If you like pork belly bacon, try some smoked pork jowl bacon.


----------



## Jovidah (Apr 12, 2018)

Whenever I use bacon (usually cubed) in one-pot meals or stews, I usually start with the bacon first, then fry the aromatics and whatever comes after in the bacon fat (with maybe some added butter if needed).
The key is always to find bacon that isn't pumped full of water. It may look cheap, but in the end you're just getting ripped off and all you're doing is boiling all that water out trying to fry it. Over here I'd say about 90% of bacon in supermarkets is water-pumped crap.


----------



## DamageInc (Apr 12, 2018)

I pretty much only use bacon for pasta dishes or in burgers. I always save the fat for frying other stuff. Oh yeah, and if I'm making a cheaters version of a Danish dish called æbleflæsk. I'll cook the bacon into the apples instead of making the pork belly component. Basically savory apple sauce with bacon in it.

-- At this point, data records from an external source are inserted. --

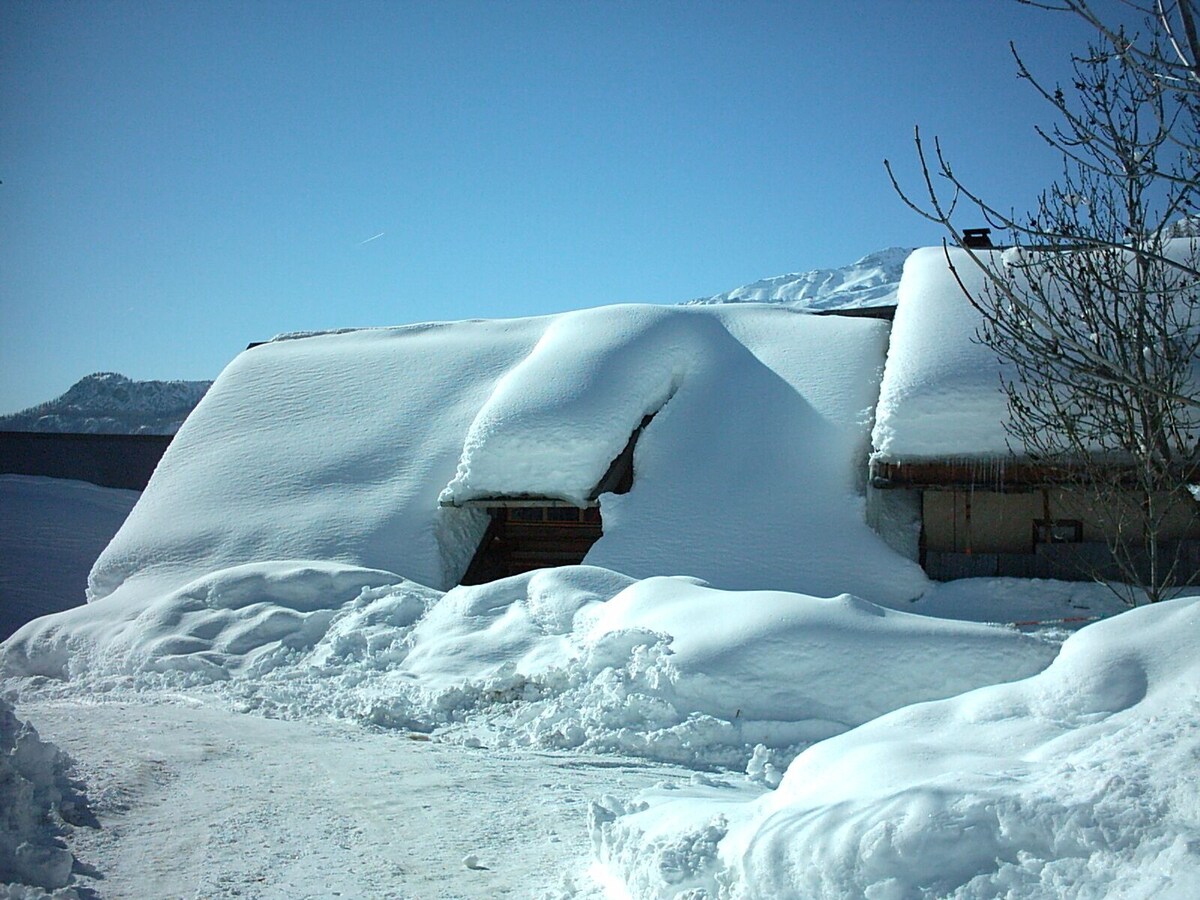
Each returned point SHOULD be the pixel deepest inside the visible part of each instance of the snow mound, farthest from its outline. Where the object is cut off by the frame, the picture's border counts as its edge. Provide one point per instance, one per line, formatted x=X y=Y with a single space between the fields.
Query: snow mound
x=871 y=281
x=1080 y=781
x=571 y=658
x=557 y=420
x=209 y=629
x=35 y=801
x=52 y=529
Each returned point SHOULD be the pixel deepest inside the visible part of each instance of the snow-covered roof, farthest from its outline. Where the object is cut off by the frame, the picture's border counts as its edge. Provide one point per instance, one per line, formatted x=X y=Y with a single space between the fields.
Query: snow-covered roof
x=941 y=394
x=339 y=447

My go-to quick dinner is this recipe from Marco Pierre White, minus the knorr stuff. Just pasta, bacon, tomato puree, onion, and garlic. I do tend to put in a little chili and thyme or oregano.

[video=youtube;l-P9G3s3kb0]https://www.youtube.com/watch?v=l-P9G3s3kb0[/video]


----------



## panda (Apr 12, 2018)

save the grease!! it's so good to cook with.


----------



## StonedEdge (Apr 12, 2018)

I think I'd get reprimanded by my pork farmer if I tossed the fat out lol


----------



## DamageInc (Apr 12, 2018)

I forgot to say this since I don't make bloody marys that often, but I stick a slice of crispy bacon into the glass as garnish when serving.


----------



## boomchakabowwow (Apr 12, 2018)

DamageInc said:


> I forgot to say this since I don't make bloody marys that often, but I stick a slice of crispy bacon into the glass as garnish when serving.



you my friend, almost won the internet!! 

IMHO, there is no better smell in the kitchen that bacon and onions cooking to soft..


----------



## DeepCSweede (Apr 12, 2018)

I don't save all of the grease, but save enough to occasionally cook with for me. My wife and daughters don't love the smokiness. I like to do the trinity or just onions / mushrooms with bacon fat. Nice that my freezer is full of Neuske's goodness also.


----------



## WildBoar (Apr 12, 2018)

Anyone have some guidelines for good practices on storing bacon grease? We do cook bacon very often (one every few months?), so the saved bacon grease generally sits in a glass bowl on the counter for a couple of days, and whatever is left after that gets tossed. Can it be stored longer in fridge or freezer (I would guess freezer is a 'duh! Of course it can!'). Should it ideally be strained to increase the storage life?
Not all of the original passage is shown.